As part of the sustainability plan for the cattle dipping facility, “farmers agreed to pay a fee of Ksh10 on each animal dip that is done every Saturday”, said Mr Towett, and he continued “… that the community has reached out to the County Government for laboratory technicians from the Ministry of Agriculture, Livestock and Fisheries collect water samples every month from the dip for testing the viability of the pesticides in use and report back within three days to the community via the local SDCP office”. Adding his remarks, Mr Evans Kiplagat, SDCP Project Coordinator in Bomet County, indicated that “the dip facility users also agreed that clearing of the water and contents of the dip is done once in three months”. The re-commissioned cattle dip facility has now been placed under the management of a thirteen person committee drawn from the local community (Sigor, Nyagores and Kipkeres Wards) who working in conjunction with the local SDCP office oversee the financial operations and general management of the communal resource.
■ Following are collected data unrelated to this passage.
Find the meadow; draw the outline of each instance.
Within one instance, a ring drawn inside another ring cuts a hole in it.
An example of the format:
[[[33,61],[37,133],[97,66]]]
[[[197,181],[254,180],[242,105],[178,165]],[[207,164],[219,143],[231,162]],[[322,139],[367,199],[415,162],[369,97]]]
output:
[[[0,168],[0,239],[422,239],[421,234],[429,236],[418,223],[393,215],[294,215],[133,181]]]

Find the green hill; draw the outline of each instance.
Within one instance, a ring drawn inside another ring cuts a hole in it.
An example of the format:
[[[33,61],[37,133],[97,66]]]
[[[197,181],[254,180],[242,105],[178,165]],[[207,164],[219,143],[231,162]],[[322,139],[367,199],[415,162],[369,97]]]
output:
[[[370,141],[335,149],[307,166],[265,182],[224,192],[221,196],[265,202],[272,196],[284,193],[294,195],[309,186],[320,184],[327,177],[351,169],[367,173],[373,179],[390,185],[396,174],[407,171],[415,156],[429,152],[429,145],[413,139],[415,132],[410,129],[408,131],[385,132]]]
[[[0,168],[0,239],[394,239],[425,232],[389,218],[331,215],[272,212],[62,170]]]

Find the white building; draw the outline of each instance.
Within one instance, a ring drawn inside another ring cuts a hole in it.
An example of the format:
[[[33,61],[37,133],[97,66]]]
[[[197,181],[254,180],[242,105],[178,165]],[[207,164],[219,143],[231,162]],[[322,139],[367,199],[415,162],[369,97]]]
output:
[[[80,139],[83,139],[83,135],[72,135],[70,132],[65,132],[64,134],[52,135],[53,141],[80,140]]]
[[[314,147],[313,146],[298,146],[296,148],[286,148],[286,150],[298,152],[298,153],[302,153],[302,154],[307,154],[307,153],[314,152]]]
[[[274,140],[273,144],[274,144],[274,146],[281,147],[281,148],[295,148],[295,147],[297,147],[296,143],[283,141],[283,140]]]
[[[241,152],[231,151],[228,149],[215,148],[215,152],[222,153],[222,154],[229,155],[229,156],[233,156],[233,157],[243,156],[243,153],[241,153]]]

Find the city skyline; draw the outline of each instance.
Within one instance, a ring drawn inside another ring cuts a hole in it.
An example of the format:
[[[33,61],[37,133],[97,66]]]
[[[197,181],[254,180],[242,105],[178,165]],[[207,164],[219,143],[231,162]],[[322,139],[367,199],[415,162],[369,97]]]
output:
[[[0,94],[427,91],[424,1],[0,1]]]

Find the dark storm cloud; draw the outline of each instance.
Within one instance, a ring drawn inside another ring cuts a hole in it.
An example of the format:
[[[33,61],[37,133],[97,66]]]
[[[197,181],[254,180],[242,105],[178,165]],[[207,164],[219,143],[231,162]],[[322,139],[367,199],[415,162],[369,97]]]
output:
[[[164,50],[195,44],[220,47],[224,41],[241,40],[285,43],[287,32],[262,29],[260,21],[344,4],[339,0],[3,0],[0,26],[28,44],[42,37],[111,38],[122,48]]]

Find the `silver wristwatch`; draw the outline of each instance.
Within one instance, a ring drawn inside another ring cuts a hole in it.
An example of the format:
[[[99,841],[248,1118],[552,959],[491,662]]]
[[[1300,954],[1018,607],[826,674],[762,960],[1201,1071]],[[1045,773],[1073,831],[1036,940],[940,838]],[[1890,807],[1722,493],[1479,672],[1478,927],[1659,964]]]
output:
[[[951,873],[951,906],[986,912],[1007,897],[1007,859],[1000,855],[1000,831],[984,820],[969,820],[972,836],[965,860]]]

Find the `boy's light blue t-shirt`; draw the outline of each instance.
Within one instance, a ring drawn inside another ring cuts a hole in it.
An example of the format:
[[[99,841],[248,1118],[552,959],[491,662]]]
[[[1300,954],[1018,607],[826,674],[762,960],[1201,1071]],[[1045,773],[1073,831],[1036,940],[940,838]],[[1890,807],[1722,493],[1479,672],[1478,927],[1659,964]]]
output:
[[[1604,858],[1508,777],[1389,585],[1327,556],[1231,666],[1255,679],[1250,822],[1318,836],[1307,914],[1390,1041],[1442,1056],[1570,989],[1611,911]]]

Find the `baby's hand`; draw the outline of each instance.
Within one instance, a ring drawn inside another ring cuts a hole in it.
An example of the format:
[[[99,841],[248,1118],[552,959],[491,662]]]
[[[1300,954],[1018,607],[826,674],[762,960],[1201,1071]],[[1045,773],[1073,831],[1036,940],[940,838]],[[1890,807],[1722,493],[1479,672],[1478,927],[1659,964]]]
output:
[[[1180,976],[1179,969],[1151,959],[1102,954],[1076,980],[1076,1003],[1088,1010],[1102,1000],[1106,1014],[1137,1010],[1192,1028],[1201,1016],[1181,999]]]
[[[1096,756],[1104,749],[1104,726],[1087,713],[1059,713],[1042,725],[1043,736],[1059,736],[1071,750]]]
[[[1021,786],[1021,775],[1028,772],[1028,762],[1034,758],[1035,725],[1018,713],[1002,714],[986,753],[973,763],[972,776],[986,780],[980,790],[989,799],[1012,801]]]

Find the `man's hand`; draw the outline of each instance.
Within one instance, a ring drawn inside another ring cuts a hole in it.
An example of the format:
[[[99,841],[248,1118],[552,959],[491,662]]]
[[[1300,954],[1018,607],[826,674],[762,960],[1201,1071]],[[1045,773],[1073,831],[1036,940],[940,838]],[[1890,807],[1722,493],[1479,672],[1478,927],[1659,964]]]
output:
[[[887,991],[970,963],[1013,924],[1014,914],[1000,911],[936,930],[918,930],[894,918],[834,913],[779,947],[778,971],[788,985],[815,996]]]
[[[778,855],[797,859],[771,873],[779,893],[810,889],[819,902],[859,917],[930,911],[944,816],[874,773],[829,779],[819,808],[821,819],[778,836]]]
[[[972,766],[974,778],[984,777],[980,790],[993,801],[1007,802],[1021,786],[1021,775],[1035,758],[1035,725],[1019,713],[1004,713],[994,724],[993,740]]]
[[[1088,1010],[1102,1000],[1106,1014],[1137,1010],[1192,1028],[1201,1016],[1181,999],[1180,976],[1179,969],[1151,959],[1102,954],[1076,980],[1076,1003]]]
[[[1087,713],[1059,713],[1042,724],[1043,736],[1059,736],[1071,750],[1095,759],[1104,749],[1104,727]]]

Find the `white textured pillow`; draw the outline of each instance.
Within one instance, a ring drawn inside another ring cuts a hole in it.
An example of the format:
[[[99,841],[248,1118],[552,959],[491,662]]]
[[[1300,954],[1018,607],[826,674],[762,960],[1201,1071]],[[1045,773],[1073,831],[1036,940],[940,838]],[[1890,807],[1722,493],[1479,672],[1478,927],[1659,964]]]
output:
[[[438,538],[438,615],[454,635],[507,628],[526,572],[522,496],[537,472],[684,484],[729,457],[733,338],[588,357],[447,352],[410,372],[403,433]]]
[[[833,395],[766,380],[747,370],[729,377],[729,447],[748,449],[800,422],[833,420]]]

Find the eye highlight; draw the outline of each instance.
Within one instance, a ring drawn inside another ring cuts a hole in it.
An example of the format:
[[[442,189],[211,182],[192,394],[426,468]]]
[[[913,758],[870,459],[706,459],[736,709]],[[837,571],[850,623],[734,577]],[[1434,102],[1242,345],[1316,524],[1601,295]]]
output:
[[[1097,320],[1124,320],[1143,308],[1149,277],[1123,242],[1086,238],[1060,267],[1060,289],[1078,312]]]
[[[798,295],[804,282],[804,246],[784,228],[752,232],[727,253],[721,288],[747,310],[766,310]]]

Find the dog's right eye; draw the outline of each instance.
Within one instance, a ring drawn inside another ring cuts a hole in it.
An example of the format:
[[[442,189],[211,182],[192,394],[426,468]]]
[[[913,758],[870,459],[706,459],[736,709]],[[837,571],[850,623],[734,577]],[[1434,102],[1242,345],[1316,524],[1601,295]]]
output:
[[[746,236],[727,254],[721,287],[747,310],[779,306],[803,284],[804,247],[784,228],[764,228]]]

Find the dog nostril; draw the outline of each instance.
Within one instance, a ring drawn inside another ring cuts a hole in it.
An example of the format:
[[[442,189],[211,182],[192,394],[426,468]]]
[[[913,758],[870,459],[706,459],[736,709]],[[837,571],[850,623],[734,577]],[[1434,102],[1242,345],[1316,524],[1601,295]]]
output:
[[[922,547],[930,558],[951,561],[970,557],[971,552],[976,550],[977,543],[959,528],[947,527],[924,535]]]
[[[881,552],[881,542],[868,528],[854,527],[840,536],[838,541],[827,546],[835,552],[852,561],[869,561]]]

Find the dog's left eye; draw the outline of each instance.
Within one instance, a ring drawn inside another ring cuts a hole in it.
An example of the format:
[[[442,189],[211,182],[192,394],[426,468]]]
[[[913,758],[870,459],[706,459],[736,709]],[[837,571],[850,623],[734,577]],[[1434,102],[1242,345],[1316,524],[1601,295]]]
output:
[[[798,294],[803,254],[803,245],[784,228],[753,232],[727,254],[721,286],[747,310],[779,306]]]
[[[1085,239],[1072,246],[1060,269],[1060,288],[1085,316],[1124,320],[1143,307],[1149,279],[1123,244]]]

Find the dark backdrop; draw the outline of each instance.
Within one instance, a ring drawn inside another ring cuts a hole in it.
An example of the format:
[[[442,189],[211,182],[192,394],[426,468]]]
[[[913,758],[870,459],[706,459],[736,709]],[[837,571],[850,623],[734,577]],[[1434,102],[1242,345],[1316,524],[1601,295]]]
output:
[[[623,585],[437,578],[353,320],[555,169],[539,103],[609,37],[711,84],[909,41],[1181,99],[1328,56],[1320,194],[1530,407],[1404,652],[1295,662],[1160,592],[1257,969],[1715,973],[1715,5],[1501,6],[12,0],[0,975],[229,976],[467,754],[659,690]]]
TSLI-ESA is a regional project of UN-Habitat/GLTN and IFAD whose main goal is to strengthen security of tenure on land and natural resources through integration of pro-poor land tenure tools in IFAD supported projects and programmes in selected countries in the East and Southern Africa region. By integrating pro-poor and gender-sensitive land documentation tools, TSLI-ESA strengthens the rights of poor communities in IFAD-supported projects and programmes to land and natural resources and the revenue streams linked to those rights.